When We Were Romans
By Matthew Kneale
Lawrence is just your typical nine-year-old with a fondness for astronomy when his world is suddenly flipped upside-down. His mother, convinced that Lawrence’s father is stalking herself and their two children, bunkers down in her house and avoids the outside world. When even this doesn’t seem enough, she uproots Lawrence and his little sister Jemima from their home in England and takes them to Rome, the city she met her husband in while still a girl in college. In Italy they’ll start over, she thinks, and begin a new life free from worry and fear.
At first things seem to be going well. Many of her old friends are still in Rome and greet her warmly, even inviting the little family into their homes. She finds a job and the children start taking Italian lessons. Lawrence learns about Roman emperors and whenever there is time, they go sightseeing. Soon, they’re even able to move into a little flat of their own. Unfortunately, the troubles that drove them out of England follow them to Rome and son they are in hiding once more.
Did you like Mark Haddon’s
The Curious Incident of the Dog in the Night-Time? If so, you may enjoy this book. Both stories are told through the eyes of a child, involve a bit of a mystery, and tend to info-dump on the narrator’s favorite topics. Matthew Kneale and Mark Haddon both utilized the child’s voice, a stream-of-conscious, unpolished narrative. I did not care for Curious Incident, but I could appreciate that the book itself was solid, just not to my taste. When We Were Romans, however, is no Curious Incident, so no such allowances on my part can be made.
I think the main problem is that Lawrence’s story lacks certain grounding in reality.

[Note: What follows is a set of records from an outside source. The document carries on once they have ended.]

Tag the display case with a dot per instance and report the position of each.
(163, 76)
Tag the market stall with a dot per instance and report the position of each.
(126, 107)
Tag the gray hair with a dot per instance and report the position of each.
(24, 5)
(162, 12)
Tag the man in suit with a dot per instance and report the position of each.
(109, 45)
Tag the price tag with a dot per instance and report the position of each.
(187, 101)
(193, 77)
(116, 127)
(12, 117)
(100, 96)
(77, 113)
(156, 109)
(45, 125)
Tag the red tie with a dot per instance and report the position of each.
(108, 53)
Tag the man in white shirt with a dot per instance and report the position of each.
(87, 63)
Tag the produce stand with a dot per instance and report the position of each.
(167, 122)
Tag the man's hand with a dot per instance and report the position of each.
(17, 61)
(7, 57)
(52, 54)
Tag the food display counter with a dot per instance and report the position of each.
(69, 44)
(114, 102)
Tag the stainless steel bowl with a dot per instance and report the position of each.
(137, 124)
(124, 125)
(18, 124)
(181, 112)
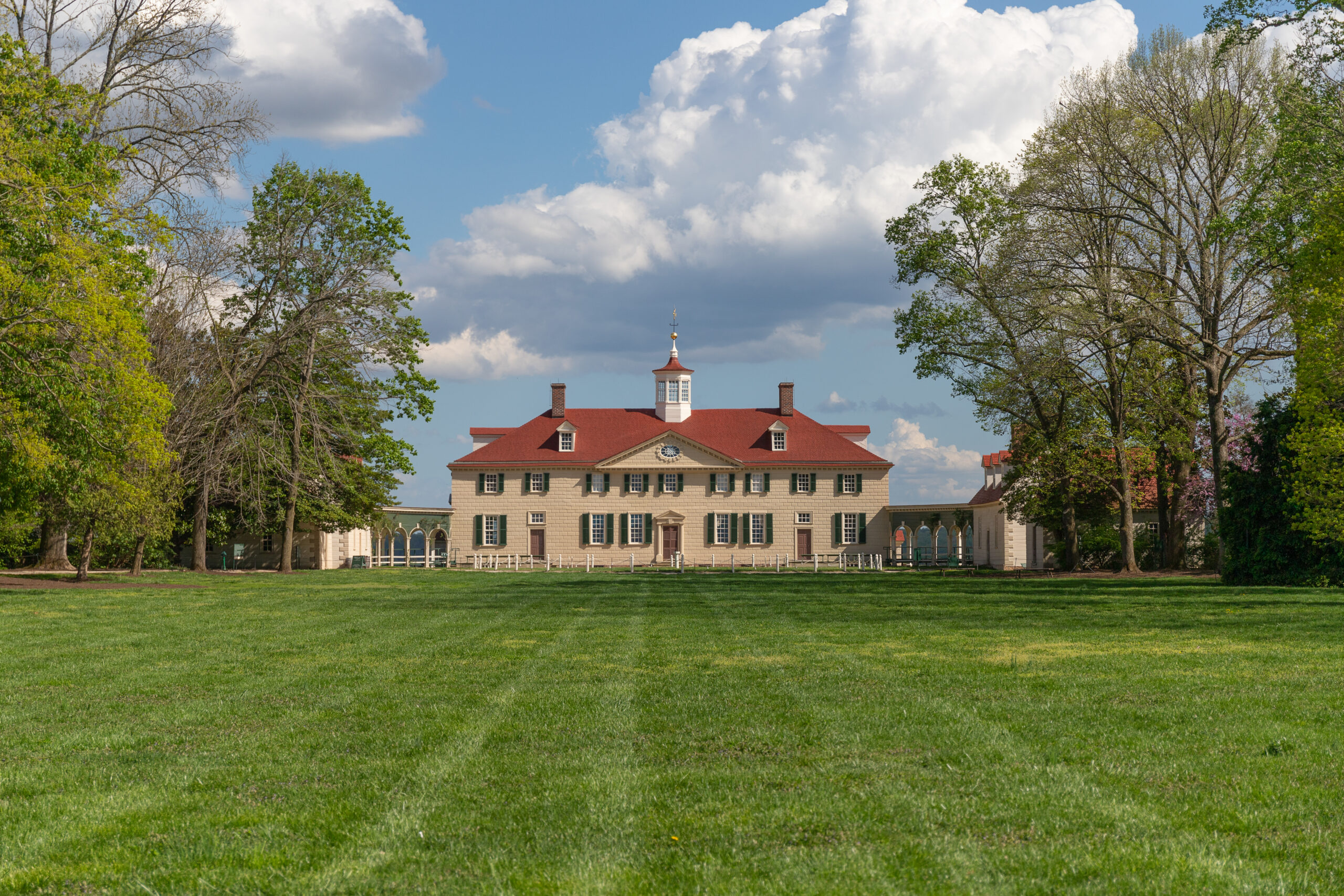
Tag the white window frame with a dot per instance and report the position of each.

That is, this child doesn’t sound authentic. Kneale tries to copy the spelling style and grammar errors of a nine-year-old, but he overdoes it. Third graders, inexperienced as they are with writing, don’t spell the same word three different ways in a single paragraph, especially not with the frequency Laurence does. In fact, it doesn’t seem like he can spell any large or “difficult” word consistently. Once or twice this device might be effective and quaint - grossly misspelling the Italian Lawrence overhears was quite cute - but as a constant factor it’s distracting and annoying. Lawrence also never tells us why he’s writing it all this down. It’s written in the past tense, so it isn’t a diary. But the way the writing’s done, he can’t be much older than he was when the events take place. So what was the trigger?
Children are often self-centered so some selfishness can be forgiven, and a certain obliviousness to the rest of the world allowed, but Lawrence is a brat. His mother seems to be raising her children with the “be-good-and-I’ll-buy-you-a-treat” school of parenting, so I suppose he can’t be blamed completely. We only meet the adults superficially, and Lawrence does little to reveal their character in his memoirs, since adults aren’t important to him unless they provide him with food or gifts. As a result there’s a void of interesting people, and this added to the appalling spelling and run-on paragraphs put the story on rocky ground. With a superior plot we could overlook these problems as part of a flawed narrator experience, but the plot is so predictable that you’ll guess the “big twist” by the time you’re halfway through.
I really can’t think of anyone to whom I’d recommend this book. No matter how you look at it When We Were Romans just doesn’t stand out. There are better books about living in Italy, better books told by a child confronted by a mystery, and better books with unusual narration styles.